Antidote to Sadness

Antonio of Venice is inexplicable sad. So is Portia of Belmont, her “little body . . . aweary of this great world” (Merchant of Venice 2.1). Antonio and Portia have all that they could want. They aren’t anxious about money; neither is pining for love. Why so sad?

Marjorie Garber (Shakespeare After All, 286-7) points out that “sad” “carried a more specific gravitas in Shakespeare’s period than perhaps it does in our own, deriving from the same word as ‘satiated’ or ‘sated,’ having had one’s fill.” Antonio and Portia “are rich, they are well attended, and yet their lives seem empty.” Shakespeare is capturing the paradox of desire. Desire is enlivening only when it’s not entirely fulfilled. Once we have all we desire, we feel empty. It seems that fullness comes from the desiring itself.

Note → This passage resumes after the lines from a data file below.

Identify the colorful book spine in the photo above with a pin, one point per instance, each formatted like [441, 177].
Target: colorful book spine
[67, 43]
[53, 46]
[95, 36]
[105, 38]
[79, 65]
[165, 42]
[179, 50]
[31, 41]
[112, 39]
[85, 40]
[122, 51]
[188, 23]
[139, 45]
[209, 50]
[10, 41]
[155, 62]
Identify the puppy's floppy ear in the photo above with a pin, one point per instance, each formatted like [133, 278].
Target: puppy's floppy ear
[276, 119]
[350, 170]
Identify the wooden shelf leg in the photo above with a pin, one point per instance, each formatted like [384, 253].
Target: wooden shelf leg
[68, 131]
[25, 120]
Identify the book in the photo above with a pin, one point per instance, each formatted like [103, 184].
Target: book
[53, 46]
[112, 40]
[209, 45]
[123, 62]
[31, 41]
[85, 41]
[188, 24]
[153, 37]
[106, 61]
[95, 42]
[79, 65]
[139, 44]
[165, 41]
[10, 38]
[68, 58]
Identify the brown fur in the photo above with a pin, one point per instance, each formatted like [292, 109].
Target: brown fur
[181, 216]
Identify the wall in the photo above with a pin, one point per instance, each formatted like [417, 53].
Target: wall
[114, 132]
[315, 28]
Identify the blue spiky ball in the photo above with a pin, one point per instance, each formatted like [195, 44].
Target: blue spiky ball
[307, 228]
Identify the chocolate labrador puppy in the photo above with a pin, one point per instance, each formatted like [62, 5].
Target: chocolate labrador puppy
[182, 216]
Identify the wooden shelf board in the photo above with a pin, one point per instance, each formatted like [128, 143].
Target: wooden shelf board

Garber argues that to overcome their accedia, “Antonio and Portia have to leave the prison of the self-sufficient self and commit themselves to the world, and to human relationships, friendship, passion, and love.” They have to risk, as the inscription on the lead casket has it, prepared to “give and hazard all.”

She elaborates, “Giving and hazarding are, in a way, the opposite of Shylock’s usury, security, and interest. Antonio begins to lose his melancholy when Bassanio appeals to his friends and seeks to borrow money from him. Since he does not have the money on hand, he has to borrow it, to go into debt to Shylock. Taking on this debt is what, in an odd way, revitalizes him, giving him a purpose for living, a purpose of love and friendship toward Bassanio. The Antonio we see in the trial scene, ready to give his life in payment of the debt, is strangely happier and more alive than the Antonio of the play’s opening lines.” Antonio risks, in part, because Bassanio embarks on an adventure, a quest to gain the golden fleece of Portia. And Portia is drawn out of her sated sadness by risking much to plunge into the court to save her husband’s friend.

Shakespeare’s antidote to sadness: Take a plunge.